Die Debatte um städtische Kulturvermarktung geht weiter

Hamburg. Bei einem Abendblatt-Streitgespräch hatten Kunsthallen-Direktor Hubertus Gaßner, Thalia-Intendant Joachim Lux und Hamburgs Tourismus-Chef Dietrich von Albedyll Methoden und Schwerpunkte der städtischen Kulturvermarktung kontrovers diskutiert. Am Montag meldete sich nun Kultursenatorin Barbara Kisseler zu Wort: "Es bringt nichts, permanent die sogenannte Massenkultur und Hochkultur gegeneinander in Stellung zu bringen. Es gibt gute und bedeutende 'Massenkultur', wie es auch schlechte und weniger bedeutende Hochkultur gibt. Für die Stadt und ihr kulturelles Selbstverständnis ist es aber eminent wichtig, dass Kulturmarketing kulturelle Vielfalt bewirbt und nicht nur unter ökonomisch ausgerichteten Strategien funktioniert. Hier sind wir mit Hamburg Marketing (HMG) im regelmäßigen Austausch, dass der Scheinwerfer nicht nur auf die großen Musical-Bühnen gerichtet wird, sondern auch auf die bundesweit ausgezeichneten und renommierten Kultureinrichtungen."

Für Kampnagel-Intendantin Amelie Deuflhard ist es "ermutigend, dass es seit etwa einem Jahr eine vorsichtige Bewegung von HMG und Hamburg Tourismus (HHT) gibt, Hochkultur, internationale Performance, Theater und Tanztheater sowie große Ausstellungen zu vermarkten und nicht mit Populärkultur, Musicals und dem Hafen für Hamburg zu werben. Wenn Hamburg das flirrende Image einer internationalen Metropole aufbauen will, müssen die jungen Kunst-, Tanz- und Theaterszenen sowie subkulturelle Bewegungen ebenso zu Aushängeschildern des Stadtmarketings werden wie internationale Neu- und Großproduktionen, internationale Tourneen und die Größen aus der Musik- und Clubszene.
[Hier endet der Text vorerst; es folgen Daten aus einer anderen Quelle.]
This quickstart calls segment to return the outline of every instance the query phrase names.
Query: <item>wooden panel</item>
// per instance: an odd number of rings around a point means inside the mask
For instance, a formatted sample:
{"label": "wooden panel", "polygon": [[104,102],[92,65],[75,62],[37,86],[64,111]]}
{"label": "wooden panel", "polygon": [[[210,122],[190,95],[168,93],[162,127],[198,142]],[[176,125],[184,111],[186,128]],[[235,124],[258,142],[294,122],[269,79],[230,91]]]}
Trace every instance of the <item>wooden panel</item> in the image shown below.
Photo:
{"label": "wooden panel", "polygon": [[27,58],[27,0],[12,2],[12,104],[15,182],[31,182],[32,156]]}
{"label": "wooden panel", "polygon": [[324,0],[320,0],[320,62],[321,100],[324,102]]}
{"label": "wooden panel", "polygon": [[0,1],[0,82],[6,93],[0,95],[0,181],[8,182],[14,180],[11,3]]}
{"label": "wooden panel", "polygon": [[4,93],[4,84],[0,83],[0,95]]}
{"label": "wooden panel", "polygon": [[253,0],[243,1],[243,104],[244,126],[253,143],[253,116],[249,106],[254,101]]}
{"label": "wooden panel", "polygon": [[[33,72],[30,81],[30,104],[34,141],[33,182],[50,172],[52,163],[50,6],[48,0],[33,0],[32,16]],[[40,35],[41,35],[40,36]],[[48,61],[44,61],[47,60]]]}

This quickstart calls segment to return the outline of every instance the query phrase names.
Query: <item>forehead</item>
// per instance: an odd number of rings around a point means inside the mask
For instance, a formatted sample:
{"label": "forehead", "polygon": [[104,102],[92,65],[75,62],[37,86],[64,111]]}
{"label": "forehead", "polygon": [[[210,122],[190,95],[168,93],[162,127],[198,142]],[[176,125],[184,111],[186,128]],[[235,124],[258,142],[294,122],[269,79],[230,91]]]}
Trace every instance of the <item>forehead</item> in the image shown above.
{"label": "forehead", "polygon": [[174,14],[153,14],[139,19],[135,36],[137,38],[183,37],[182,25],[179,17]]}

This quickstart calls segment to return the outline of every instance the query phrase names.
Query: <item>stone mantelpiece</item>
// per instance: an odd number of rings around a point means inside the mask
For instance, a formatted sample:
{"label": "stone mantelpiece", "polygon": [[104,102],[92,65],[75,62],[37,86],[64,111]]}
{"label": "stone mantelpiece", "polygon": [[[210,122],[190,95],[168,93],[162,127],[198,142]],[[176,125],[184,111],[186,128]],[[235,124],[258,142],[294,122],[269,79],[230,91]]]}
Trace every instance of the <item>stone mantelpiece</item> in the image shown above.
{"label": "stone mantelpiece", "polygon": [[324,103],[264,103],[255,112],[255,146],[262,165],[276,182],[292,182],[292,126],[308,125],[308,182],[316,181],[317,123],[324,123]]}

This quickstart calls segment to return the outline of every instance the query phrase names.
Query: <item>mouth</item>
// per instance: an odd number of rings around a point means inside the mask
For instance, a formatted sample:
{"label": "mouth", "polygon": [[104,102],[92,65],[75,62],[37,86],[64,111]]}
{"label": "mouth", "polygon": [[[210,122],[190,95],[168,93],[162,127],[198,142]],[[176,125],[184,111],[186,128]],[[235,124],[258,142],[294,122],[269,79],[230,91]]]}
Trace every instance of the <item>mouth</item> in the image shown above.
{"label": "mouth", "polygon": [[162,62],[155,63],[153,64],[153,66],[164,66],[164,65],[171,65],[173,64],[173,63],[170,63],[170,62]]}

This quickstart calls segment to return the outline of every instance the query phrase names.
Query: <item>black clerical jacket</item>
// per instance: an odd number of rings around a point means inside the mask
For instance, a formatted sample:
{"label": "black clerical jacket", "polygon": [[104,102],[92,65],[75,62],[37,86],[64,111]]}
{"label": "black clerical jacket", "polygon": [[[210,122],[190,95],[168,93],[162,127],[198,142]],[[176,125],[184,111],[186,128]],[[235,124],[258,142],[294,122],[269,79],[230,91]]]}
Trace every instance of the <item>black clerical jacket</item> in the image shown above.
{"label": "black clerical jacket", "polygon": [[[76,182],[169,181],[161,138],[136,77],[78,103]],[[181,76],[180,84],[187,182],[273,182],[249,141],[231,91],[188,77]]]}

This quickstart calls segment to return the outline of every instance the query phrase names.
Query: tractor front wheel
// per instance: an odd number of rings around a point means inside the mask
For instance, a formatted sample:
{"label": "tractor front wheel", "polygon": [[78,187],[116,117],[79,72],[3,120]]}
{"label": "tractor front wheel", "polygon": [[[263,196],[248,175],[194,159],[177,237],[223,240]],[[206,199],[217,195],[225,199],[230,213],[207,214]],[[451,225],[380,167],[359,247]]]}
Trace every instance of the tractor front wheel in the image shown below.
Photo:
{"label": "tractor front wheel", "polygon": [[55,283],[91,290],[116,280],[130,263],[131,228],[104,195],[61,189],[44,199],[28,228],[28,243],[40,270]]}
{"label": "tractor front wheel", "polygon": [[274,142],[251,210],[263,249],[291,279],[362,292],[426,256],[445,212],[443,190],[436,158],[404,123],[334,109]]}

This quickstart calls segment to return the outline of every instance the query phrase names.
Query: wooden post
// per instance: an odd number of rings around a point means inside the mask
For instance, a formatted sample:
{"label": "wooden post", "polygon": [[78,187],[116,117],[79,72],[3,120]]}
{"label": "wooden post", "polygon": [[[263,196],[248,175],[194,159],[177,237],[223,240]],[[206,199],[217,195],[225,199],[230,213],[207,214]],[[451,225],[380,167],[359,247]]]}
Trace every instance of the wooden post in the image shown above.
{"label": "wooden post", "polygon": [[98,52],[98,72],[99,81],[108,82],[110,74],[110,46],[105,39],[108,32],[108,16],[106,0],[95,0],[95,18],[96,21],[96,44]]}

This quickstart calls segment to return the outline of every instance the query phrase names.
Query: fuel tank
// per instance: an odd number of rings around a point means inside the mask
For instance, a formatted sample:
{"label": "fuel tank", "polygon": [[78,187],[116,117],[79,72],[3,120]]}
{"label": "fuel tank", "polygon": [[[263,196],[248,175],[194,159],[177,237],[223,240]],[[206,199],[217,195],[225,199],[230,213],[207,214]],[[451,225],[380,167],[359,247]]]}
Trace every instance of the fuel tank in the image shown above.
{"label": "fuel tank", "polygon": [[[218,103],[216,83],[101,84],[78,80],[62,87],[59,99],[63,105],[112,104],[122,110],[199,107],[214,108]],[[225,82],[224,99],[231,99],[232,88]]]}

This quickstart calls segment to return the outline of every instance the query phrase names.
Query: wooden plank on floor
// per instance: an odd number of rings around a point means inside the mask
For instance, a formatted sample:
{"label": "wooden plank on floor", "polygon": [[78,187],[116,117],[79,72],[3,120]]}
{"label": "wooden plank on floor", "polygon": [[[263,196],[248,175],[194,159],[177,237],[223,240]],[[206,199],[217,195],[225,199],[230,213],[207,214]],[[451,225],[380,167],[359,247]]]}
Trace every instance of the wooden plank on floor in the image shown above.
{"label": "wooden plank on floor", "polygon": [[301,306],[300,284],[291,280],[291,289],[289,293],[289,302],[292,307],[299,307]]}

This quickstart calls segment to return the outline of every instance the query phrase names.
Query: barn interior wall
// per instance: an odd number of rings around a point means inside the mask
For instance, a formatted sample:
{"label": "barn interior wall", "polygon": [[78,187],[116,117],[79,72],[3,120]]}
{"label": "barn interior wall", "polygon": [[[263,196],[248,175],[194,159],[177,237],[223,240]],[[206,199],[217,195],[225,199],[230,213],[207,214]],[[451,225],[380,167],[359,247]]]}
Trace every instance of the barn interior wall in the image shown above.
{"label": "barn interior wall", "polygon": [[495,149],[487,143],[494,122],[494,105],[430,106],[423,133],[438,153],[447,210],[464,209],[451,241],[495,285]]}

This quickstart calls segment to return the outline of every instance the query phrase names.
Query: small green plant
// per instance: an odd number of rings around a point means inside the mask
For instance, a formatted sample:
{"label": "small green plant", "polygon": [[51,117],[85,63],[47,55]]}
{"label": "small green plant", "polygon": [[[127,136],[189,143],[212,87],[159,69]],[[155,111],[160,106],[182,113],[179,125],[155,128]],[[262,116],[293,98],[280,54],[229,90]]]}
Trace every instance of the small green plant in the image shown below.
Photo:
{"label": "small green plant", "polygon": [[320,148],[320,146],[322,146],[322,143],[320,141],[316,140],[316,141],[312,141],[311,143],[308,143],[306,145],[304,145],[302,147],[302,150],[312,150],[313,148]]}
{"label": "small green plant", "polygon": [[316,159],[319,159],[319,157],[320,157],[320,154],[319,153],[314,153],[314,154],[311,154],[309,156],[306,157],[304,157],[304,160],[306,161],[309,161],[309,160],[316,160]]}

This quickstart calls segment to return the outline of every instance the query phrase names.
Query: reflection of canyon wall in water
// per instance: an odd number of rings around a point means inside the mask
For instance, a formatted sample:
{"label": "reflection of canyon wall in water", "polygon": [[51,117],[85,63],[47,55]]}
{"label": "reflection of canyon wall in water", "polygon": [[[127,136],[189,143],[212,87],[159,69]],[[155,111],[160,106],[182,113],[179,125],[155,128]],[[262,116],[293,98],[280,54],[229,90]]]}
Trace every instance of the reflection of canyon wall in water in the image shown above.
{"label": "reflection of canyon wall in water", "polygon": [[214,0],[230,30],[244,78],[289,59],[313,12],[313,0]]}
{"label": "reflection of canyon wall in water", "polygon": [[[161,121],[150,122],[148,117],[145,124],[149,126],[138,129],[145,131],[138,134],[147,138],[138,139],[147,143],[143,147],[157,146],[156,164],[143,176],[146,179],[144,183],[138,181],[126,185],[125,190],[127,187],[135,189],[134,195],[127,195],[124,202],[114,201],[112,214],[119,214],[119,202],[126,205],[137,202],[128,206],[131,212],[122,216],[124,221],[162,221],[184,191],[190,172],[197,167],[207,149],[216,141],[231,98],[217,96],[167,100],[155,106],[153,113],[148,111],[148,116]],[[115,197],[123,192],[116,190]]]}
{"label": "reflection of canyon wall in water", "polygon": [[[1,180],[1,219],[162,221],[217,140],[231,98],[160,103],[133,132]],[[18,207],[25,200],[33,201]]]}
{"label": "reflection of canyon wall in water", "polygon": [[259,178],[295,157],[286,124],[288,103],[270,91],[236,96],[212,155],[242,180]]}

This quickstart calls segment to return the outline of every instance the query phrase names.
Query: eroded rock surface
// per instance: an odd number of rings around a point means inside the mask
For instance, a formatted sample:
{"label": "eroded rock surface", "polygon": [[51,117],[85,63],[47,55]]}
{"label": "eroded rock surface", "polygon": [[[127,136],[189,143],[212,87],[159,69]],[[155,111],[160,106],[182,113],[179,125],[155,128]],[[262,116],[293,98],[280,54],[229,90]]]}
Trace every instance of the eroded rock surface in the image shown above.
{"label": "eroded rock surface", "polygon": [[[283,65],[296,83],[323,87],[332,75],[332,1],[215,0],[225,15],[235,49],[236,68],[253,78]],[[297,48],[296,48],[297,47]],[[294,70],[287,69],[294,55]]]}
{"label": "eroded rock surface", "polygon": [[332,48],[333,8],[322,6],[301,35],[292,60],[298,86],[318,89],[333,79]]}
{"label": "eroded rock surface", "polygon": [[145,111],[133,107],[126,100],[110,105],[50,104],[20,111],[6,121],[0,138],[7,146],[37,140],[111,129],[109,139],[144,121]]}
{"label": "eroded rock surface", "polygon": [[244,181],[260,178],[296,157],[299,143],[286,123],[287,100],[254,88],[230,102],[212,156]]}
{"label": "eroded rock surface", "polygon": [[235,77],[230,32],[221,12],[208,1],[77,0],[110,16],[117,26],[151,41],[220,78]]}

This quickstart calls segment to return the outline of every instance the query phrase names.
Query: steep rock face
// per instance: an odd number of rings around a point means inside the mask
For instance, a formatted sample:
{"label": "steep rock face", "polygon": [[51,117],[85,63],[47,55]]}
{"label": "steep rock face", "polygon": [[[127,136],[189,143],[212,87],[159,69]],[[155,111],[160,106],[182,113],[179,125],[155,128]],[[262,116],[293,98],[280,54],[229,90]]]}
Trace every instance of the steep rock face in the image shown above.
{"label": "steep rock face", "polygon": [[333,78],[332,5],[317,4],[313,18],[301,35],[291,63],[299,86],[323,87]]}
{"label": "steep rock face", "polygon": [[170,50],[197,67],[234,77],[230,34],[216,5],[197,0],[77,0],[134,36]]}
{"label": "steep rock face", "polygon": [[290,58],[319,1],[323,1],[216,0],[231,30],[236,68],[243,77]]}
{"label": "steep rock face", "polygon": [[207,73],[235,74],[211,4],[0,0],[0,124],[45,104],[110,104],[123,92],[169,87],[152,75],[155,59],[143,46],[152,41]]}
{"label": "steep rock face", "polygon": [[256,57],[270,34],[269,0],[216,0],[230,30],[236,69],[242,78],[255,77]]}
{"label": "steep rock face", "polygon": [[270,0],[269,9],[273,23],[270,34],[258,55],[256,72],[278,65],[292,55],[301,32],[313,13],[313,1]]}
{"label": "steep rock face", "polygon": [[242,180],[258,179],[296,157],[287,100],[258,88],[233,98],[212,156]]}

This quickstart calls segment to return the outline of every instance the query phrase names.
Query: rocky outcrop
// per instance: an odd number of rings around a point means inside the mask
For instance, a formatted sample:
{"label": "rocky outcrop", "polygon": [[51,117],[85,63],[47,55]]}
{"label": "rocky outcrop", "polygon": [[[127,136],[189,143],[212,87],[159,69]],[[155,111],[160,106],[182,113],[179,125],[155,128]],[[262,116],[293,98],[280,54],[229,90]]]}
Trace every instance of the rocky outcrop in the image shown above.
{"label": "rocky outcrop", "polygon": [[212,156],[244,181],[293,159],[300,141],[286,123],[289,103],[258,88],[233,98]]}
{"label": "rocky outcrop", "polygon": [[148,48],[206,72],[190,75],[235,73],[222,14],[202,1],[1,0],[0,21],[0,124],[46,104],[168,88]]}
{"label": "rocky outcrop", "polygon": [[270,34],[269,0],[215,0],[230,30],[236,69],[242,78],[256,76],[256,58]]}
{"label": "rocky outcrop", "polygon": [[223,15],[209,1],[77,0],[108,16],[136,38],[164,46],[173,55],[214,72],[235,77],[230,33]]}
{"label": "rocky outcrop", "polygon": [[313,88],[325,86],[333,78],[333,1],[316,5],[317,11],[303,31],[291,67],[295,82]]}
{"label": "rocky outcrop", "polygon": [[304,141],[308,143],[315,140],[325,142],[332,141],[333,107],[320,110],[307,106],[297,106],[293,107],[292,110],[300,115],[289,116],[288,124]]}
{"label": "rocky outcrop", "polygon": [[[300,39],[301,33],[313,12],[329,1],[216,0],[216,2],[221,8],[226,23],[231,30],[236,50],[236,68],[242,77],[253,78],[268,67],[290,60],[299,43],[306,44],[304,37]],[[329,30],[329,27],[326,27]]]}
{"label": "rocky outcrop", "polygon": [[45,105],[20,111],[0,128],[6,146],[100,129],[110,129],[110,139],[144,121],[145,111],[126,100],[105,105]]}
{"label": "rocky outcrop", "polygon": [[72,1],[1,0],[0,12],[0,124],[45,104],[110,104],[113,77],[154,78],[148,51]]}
Hamburg ist viel cooler und innovativer, als es Auswärtige wahrnehmen. Gut, dass in Zukunft auch dieses Image in die Welt getragen werden soll. Erste kleine Schritte in diese Richtung sind getan."

Der Standpunkt von Christoph Twickel, Mitverfasser des 2009 veröffentlichten "Not in Our Name, Marke Hamburg"-Manifests, ist ein ganz anderer: "Mag sein, dass Touristen nach Hamburg strömen, um sich globalisierte Musicals, Cruise-Days, Motorrad- oder Schlager-Paraden oder anderen Entertainment-Junk anzuschauen. Von mir aus. Aber warum sich die öffentliche Hand als Werbegehilfin für solche Events hergibt, habe ich noch nie verstanden. Dass HHT und HMG das als Konzept ,Stärken stärken' verkaufen, ist eine intellektuelle Beleidigung und hat mit Kulturförderung nichts zu tun. Ich verstehe den Ärger der Kulturinstitutionen über die Mittelverschwendung - natürlich ist ein Museum oder ein Theater mehr auf Unterstützung für Öffentlichkeitsarbeit angewiesen als ein Entertainment-Multi, der sich Medienpräsenz kauft und diese Unkosten in die Tickets einpreist. ,König der Löwen' oder ,Rocky' haben mit der Hamburger Kulturlandschaft nichts zu schaffen, das sind globalisierte Produkte, die mit der Stadt, in der sie verkauft werden, etwa soviel zu tun haben wie die Colaflasche mit dem Supermarktregal, in dem sie steht."